わたしは、東京へ来てもう何年目だろう。すぐに数字が出てこなくなっていた。とぼとぼ歩いていると、地元の友人からたわいもないLINEが来て笑った。変わらないものは変わらない。そのままであってほしい。変わってゆくものは、望む方向へと向かってほしい。ゆっくりでも確かな方へと、船を漕いでゆけたらいい。
2017年2月20日(月)
バスに乗って出掛けた。途中下車して、時々行く好きな喫茶店に向かったところ、お店はお休みだった。(なんてこった…)と思いつつ、せっかくだからと少し足を伸ばし、別のカフェへ向かった。初めて入ったそのお店は、マスターがひとりで切り盛りしていた。注文後、マスターがゆっくり時間をかけて、丁寧にコーヒーをいれてくれた。一緒にチーズケーキも頼んだ。ほどよく甘いチーズケーキに、後味がすっとしたおだやかで美味しいコーヒー。ああ、美味しい。素直にそう思った。ああ、いいなぁって。バタバタしているとき、リフレッシュのために飲むコーヒーも好きだけど、ただ純粋に、コーヒーを楽しむ時間。カフェイン中毒だ~なんて言いながら、手当たり次第コーヒーを飲んでいたころを、ふと思い出した。時間は巻き戻せないけど、今日このコーヒーに出会えてよかったなと思う。雨の日が少し楽しくなった。
2017年2月17日(金)
以前勤めていた会社に、久しぶりに顔を出した。自分がいた部署の先輩の、くしゃっとした笑顔を見て、すごく懐かしい気持ちになった。ホッとした。他部署のひとたちにも何人か会うことができて、「いつ戻ってくるの?」なんて冗談で聞いてくるひともいた。わたしの顔を、名前を、覚えていてくれたことが嬉しくて。ああ、ここにいたなぁとしみじみ思った。もう1年も前のこと。毎日バタバタして、あーもう嫌だ!って言いながらも、いつだって誰かが励ましてくれたり心配してくれて、だから乗り越えられた。それまで全く興味のなかった業界だったけど、びっくりするような勢いであれやこれやいろんなお仕事をした。毎日クタクタだったけど、「仕事してるなぁ」という実感を噛みしめる日々だった。

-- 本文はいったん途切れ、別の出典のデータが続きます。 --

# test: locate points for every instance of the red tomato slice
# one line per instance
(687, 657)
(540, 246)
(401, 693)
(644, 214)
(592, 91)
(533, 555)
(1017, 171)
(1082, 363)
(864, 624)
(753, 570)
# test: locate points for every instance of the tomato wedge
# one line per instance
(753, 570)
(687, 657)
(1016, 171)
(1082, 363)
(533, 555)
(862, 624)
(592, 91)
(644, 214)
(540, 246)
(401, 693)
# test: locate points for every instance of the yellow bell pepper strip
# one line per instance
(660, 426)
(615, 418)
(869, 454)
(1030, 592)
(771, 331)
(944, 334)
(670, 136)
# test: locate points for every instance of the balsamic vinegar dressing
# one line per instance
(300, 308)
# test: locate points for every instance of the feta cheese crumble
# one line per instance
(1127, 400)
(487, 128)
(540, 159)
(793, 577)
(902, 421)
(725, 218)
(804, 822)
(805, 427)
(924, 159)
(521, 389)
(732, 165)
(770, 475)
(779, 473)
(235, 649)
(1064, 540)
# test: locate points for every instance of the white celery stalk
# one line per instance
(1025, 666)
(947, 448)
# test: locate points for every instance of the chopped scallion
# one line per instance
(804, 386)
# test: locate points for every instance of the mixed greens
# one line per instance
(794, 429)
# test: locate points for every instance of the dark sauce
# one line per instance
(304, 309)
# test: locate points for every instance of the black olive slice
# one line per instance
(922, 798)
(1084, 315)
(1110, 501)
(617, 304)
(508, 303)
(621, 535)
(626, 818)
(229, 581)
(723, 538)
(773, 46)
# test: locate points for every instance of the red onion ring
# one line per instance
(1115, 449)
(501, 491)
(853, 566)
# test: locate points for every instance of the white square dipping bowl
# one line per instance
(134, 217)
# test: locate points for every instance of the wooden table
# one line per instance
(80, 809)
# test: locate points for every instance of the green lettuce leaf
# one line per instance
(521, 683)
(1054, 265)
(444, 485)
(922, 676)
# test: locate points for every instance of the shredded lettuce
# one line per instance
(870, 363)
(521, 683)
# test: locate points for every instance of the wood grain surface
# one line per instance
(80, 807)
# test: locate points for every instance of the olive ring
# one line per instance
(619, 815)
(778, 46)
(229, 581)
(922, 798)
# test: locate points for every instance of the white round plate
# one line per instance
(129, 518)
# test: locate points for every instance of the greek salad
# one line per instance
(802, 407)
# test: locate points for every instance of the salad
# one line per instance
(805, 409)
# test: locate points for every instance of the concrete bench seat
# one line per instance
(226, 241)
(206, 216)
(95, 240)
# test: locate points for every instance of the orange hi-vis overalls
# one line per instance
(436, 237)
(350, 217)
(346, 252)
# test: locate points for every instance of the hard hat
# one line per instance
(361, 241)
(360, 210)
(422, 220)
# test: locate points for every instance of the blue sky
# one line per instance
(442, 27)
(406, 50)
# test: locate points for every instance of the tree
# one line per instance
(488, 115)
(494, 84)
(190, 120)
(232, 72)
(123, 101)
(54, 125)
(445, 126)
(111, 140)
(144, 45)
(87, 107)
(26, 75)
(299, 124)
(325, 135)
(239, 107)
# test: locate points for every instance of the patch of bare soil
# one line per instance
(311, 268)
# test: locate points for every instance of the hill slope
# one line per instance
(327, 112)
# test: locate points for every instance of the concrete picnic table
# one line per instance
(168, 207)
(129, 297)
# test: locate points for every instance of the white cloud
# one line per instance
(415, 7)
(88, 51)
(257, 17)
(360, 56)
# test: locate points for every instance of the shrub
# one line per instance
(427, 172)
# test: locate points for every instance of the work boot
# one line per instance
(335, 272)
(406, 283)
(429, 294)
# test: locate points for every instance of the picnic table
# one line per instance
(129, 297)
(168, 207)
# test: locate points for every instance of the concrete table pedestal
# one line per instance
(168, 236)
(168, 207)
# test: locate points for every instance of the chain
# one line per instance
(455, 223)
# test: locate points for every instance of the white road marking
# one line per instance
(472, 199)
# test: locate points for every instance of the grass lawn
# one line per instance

組織を離れてひとりになったら、ただの無力な人間だということを思い知った。必要としてくれるひとたちがいたからこそ、の自分だった。「ありがとう」の言葉で生きられた。帰りに、コンビニに寄ってコーヒーを買った。仕事に行き詰まったときによく買って飲んでたなぁ。懐かしさ、金曜の夜。記憶の引き出しをあちこち開けて、いろんなひとの顔を思い出した。
2017年1月26日(木)
カメラを持って地元をプラプラ歩いていると、「どこから来たの?」と知らないおじさんに声をかけられた。実家のある町名と名字を伝えると、大抵の人は「ああ、あそこの子か」とわかる。「おじさん、63のときにな、酒飲みすぎて倒れて・・・」聞いてもいないのに、そんな自分の過去の話をしてくれた。東京オリンピックを見に行ったという話も。「おじさん、2020年の東京オリンピックは見に行くの?」「さぁなぁ、それまで生きとれるかわからんしなぁ」「ほうか、また行けるとええね。おじさん、体大事にして長生きしてね」「おお、ありがとう」おじさんは片手を上げて、夕暮れの向こうに去って行った。
「どこから来たの?」
わたしは、ここで生まれたんやよ。今は、東京におるんやけどね。